Banana is the most ordered products, Avocado and Limes also makes it to the top ordered products. That should be great for the stores I guess because bananas have a comparably lower shelve life



Which products are more likely to be re-ordered?

Should we expect to see food with addictive substances having a higher score?

A consumer who purchases the above products have a very high probability of re-ordering the same products. True to my hypothesis, we find energy shots which are known to contain a high amount of caffeine present in the list. Also studies have shown chocolate have several substances that can make it feel addictive


Which day of week do customers make the most orders:


Because the data was anonymized we cannot state with absolute certaninty but can safely assume that the high bars represents weekends. Saturdays and sundays are the most popular days for online shopping. I suppose because People would go to work on weekdays, they’ll have less time shopping.


Which hour of the day does most orders occur?


I think we can understand that consumers are more likely to shop during the day. Most folks sleep at night - unless you are a night watcher :-)

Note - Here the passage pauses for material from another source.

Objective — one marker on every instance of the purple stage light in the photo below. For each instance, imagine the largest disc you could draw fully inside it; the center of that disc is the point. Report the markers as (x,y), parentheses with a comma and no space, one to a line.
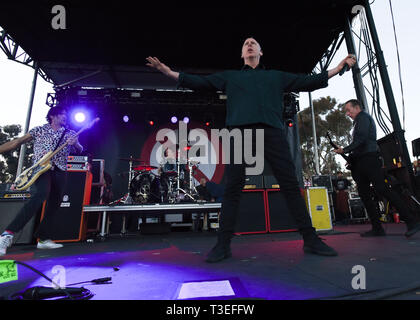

Which product are more likely to be ordered late at night?


Which product are more likely to be ordered very early in the morning?

Diary products are more commonly ordered at night and early morning in comparison with the other products. I guess because they are often taken for breakfast

Which aisle makes the most sales:

Fresh fruits and fresh vegetables makes the top of the list.


Which aisle gets the highest reorder?

Again diary products and fresh fruits have a high probability to be reordered by customers who make a purchase


Let’s see how the aisle are distributed among the various departments. It appears the personal care department controls majority of the aisle but sell less products when compared to the produce department



How many Products are sold within each department?

The size of the boxes signifies the number of products sold in each department

This hopefully helps to understand the data more and we can smoothly move on to build our model. See you soon with some more cool data stuff!